The confusion matrix shown in Fig. 6 allows us to compare observed land cover, as defined by the MCD12Q1 mode attribute, and predicted land cover, as provided by our decision tree. The matrix summarizes both the distribution of predicted classes for each observed class, and inversely, the distribution of observed classes for each predicted class. These two perspectives on model performance reveal, for example, that our model has some difficulty in distinguishing between two tropical land cover classes: evergreen broadleaf forests (IGBP02) and savannas (IGBP09). Reading the second row of the matrix, we see that while 4,596 of 5,182 cells (88.7%) observed to be evergreen broadleaf forest were correctly classified, most cells of this class which were misclassified were classified as savanna (556 of 5,182 cells, 10.7%). Inversely, reading the second column of the matrix, we see that while 4,596 of 6,768 cells (67.9%) classified as evergreen broadleaf forest were observed to belong to this class, cells observed to be savanna (1,009 cells, 14.9%) constitute the largest misclassified land cover class.

Fig. 6

Confusion matrix for observed and predicted IGBP land cover.

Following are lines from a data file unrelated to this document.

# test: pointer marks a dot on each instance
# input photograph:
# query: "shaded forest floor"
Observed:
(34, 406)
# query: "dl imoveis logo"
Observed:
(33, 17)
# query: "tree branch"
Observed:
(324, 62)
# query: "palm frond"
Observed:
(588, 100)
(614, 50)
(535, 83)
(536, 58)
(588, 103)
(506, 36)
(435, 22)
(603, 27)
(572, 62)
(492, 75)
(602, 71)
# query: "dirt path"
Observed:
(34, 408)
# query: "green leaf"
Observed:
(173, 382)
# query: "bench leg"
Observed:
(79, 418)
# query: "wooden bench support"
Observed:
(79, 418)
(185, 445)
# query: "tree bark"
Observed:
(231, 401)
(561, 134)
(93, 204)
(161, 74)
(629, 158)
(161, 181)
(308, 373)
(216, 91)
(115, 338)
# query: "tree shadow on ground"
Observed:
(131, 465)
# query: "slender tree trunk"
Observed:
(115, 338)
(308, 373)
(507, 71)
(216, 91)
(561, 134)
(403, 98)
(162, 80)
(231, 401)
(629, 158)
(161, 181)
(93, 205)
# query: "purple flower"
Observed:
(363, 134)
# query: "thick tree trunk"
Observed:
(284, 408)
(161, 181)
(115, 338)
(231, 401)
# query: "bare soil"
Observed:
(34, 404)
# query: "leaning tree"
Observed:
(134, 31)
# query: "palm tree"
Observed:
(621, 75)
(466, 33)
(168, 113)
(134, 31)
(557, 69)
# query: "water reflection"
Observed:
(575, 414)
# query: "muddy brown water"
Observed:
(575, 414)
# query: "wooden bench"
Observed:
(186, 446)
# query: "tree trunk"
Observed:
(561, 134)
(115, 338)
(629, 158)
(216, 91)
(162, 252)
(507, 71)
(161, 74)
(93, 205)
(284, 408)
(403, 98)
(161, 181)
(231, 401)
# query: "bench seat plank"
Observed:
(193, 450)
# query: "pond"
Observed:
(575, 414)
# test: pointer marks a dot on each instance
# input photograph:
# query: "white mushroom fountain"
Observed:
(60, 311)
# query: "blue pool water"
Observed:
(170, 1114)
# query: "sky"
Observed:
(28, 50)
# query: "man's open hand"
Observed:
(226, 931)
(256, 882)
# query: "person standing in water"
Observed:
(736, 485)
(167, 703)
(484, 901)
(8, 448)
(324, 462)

Further, we can visualize the decision tree, and map the tree’s land cover classifications. The first three splits of the decision tree, and the spatial distribution of the predicted land cover classes, are shown in Fig. 7. At the tree’s root, maximum temperature of the warmest month (BIO05) below a very low threshold (approximately 6 °C) is used to identify permanent snow and ice (IGBP15), primarily in Antarctica and Greenland. For cells with a BIO05 value above the threshold, annual precipitation (BIO12) below a very low threshold (approximately 16 cm) is used to identify barren land (IGBP16), primarily in the Sahara, Arabian Peninsula, and central Asia. Finally, for cells with a BIO12 value above the threshold, BIO12 above a very high threshold (approximately 1.6 m) is used to identify evergreen broadleaf forests (IGBP02), primarily in the Amazon and Congo Basins and the Malay Archipelago. Areas remaining to be classified by further splits are shown in white, and areas excluded due to predominantly human-modified land cover are shown in gray.

Fig. 7

The first three splits of the IGBP land cover classification tree, and the spatial distribution of the predicted land cover classes.